With this concept, he extended the CP/M operating system for Intel 8080 that can also deal with disk drives. He called this a specialized code, the BIOS – Basic Input/Output System. In 1977, a manufacturer of Altair-clone, IMSAL approached Gary Kildall to use CP/M for its products. Kildall rewrote CP/M in order to incorporate the BIOS for the disk drives. This change standardized the operating system for the Intel-based system for a while. This system allowed the floppy disk as a storage medium and expanded the capabilities of the personal computer in terms of storage of data and programs. By 1977, many microcomputer manufacturers, including MITS, IMSAL and others, were offering8-inch floppy disk drives, mainly manufactured by Shugart Associates with CP/M as the operating system (Veit, 1993).
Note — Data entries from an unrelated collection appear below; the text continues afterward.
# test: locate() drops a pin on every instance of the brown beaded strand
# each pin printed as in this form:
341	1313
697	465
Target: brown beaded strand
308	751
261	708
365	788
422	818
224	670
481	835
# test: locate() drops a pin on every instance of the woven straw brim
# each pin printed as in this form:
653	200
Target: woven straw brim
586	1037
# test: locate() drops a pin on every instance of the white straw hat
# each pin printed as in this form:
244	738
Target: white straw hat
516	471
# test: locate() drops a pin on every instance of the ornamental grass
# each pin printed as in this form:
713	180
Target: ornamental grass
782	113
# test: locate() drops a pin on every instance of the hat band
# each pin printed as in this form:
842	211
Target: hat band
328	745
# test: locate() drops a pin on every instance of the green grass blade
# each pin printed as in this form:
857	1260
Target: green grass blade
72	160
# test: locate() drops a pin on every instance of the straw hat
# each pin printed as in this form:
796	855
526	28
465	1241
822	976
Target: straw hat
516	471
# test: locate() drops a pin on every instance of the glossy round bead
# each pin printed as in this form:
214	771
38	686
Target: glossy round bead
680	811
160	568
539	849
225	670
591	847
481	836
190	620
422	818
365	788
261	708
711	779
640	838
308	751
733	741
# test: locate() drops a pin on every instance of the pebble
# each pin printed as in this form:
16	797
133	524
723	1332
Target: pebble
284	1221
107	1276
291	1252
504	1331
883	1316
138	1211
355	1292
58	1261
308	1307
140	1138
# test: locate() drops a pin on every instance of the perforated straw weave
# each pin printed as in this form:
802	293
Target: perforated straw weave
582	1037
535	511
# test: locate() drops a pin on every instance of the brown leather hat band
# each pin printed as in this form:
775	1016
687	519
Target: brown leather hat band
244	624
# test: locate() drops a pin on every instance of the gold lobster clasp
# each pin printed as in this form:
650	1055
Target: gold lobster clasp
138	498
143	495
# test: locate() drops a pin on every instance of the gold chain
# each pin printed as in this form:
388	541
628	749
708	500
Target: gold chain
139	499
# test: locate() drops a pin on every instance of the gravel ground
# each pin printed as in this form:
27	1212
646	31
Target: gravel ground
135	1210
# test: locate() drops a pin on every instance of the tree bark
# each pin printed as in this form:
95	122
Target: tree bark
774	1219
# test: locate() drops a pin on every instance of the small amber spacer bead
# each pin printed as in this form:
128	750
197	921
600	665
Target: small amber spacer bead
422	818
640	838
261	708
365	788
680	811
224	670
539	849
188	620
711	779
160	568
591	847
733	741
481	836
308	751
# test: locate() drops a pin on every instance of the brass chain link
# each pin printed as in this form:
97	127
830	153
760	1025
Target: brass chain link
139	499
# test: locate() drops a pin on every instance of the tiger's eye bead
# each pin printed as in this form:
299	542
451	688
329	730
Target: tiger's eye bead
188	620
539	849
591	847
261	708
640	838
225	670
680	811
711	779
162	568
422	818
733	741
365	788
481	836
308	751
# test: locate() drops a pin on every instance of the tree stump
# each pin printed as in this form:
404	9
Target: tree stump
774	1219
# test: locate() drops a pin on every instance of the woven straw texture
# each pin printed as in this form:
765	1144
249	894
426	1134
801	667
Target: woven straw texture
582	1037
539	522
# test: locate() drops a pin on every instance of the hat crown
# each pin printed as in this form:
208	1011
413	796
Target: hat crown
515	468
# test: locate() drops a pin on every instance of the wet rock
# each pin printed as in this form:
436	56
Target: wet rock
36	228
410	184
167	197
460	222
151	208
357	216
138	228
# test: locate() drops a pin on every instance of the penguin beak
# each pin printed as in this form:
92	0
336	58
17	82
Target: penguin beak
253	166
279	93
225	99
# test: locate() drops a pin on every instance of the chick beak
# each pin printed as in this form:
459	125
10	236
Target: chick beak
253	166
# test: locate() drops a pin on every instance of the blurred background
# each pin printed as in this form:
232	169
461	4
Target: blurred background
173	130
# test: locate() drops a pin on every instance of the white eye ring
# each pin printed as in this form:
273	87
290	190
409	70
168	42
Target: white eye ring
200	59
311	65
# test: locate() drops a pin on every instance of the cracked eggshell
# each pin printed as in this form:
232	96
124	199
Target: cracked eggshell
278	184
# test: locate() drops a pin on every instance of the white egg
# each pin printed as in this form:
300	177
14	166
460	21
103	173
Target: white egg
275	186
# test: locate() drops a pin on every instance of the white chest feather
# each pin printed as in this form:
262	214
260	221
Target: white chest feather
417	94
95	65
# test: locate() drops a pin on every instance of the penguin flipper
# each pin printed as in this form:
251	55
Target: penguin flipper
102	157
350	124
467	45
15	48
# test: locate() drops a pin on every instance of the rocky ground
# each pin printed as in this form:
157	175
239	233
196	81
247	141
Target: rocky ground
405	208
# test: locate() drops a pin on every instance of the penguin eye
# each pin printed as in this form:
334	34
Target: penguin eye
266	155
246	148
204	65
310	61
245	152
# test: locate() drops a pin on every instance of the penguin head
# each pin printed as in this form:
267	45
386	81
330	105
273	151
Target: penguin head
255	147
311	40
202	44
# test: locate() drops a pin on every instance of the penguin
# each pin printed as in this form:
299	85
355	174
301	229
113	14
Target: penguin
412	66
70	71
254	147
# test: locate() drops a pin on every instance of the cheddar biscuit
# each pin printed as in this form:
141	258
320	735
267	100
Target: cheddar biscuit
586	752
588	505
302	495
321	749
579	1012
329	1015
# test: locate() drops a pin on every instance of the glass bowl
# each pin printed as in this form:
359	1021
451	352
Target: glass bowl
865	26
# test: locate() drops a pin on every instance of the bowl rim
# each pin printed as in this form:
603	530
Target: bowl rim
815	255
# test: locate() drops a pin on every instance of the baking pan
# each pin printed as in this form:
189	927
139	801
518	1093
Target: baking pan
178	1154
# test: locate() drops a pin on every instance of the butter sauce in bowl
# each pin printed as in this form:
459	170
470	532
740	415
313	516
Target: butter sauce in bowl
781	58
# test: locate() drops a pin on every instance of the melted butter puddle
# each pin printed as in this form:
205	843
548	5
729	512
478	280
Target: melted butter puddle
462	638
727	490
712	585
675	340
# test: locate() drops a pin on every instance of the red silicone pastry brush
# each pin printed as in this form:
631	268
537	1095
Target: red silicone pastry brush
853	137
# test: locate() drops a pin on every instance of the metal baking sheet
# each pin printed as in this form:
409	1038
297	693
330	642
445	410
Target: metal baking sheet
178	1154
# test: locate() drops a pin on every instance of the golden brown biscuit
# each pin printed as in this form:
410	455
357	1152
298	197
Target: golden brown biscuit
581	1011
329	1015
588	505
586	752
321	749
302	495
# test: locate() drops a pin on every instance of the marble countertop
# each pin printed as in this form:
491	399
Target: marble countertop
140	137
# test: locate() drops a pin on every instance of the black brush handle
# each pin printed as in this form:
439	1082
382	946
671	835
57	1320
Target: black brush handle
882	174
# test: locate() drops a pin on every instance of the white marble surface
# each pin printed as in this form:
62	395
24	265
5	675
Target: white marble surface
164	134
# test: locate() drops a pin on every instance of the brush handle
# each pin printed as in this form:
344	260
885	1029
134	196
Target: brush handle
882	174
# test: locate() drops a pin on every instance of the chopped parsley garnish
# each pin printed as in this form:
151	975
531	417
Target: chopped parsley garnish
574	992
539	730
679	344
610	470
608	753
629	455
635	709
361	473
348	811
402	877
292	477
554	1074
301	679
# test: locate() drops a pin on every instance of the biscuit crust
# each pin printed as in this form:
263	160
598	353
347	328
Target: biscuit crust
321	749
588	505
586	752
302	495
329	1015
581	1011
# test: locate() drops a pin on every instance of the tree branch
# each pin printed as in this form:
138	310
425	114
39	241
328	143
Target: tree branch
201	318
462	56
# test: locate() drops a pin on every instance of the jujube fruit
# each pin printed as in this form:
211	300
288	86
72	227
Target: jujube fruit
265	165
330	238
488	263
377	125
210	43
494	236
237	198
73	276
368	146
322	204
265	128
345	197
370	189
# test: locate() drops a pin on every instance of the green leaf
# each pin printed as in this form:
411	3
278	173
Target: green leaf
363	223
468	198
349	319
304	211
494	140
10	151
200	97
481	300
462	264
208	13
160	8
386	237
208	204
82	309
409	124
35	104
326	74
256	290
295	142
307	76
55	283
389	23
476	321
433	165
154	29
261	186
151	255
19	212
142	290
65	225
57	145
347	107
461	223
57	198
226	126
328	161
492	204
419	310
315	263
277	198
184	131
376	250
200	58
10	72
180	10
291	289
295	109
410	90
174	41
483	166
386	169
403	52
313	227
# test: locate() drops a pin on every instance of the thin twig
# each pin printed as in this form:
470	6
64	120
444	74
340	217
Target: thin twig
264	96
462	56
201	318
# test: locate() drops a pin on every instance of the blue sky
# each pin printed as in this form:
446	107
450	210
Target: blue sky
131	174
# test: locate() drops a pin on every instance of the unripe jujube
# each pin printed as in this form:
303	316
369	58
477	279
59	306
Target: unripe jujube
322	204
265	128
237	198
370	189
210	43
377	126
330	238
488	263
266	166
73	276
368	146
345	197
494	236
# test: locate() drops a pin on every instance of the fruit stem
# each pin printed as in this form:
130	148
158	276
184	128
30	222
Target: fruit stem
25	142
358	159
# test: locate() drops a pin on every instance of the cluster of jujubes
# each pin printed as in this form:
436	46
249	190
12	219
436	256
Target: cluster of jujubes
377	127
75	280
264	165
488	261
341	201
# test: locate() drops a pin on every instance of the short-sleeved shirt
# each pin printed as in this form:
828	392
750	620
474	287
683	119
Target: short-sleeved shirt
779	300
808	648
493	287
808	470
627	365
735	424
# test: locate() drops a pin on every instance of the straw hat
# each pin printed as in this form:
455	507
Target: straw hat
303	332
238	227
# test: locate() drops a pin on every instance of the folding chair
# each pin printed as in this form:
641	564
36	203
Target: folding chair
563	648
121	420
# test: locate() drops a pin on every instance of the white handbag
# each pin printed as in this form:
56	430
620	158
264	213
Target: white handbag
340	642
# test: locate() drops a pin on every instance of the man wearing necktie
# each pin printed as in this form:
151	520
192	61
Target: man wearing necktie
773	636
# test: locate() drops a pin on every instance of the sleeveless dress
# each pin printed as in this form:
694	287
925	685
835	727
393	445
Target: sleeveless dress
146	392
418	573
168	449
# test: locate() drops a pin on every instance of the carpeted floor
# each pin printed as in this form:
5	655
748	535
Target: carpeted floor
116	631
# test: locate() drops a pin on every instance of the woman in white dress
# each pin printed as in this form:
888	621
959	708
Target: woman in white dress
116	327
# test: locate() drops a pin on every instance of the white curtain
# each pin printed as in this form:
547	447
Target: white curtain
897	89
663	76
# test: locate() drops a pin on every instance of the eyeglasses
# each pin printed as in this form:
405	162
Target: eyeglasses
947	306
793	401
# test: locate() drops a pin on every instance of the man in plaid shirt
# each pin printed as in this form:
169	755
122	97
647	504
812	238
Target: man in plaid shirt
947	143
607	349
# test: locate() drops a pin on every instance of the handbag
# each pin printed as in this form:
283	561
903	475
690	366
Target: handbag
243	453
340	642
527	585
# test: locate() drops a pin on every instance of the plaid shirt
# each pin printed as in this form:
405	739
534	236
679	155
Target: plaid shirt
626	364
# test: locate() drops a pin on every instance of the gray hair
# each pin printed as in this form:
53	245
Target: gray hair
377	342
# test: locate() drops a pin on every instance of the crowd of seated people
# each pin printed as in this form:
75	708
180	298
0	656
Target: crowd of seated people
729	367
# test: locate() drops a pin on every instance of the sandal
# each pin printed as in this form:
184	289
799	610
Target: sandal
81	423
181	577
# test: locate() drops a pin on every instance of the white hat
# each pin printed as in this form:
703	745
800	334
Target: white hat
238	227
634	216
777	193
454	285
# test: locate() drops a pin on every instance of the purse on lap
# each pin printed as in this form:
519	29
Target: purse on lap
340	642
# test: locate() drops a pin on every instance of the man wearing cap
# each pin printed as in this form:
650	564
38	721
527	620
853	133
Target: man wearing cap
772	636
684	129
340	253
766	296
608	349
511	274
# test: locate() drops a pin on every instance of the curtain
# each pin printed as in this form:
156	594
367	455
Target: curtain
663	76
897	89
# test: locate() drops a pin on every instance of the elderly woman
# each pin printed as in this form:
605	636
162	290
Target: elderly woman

Despite the increasing popularity of the microcomputers among the computer hobbyists and professionals, they did not appeal to the non-experts and the households. They were still intimidating for most of the non-professionals and novices and there was not much use for the individuals and households. In 1975, one company, Apple Computer was established that changed the microcomputer from being a challenging tool for the computer professionals and hobbyists to a useful personal computer for households and non-expert individuals.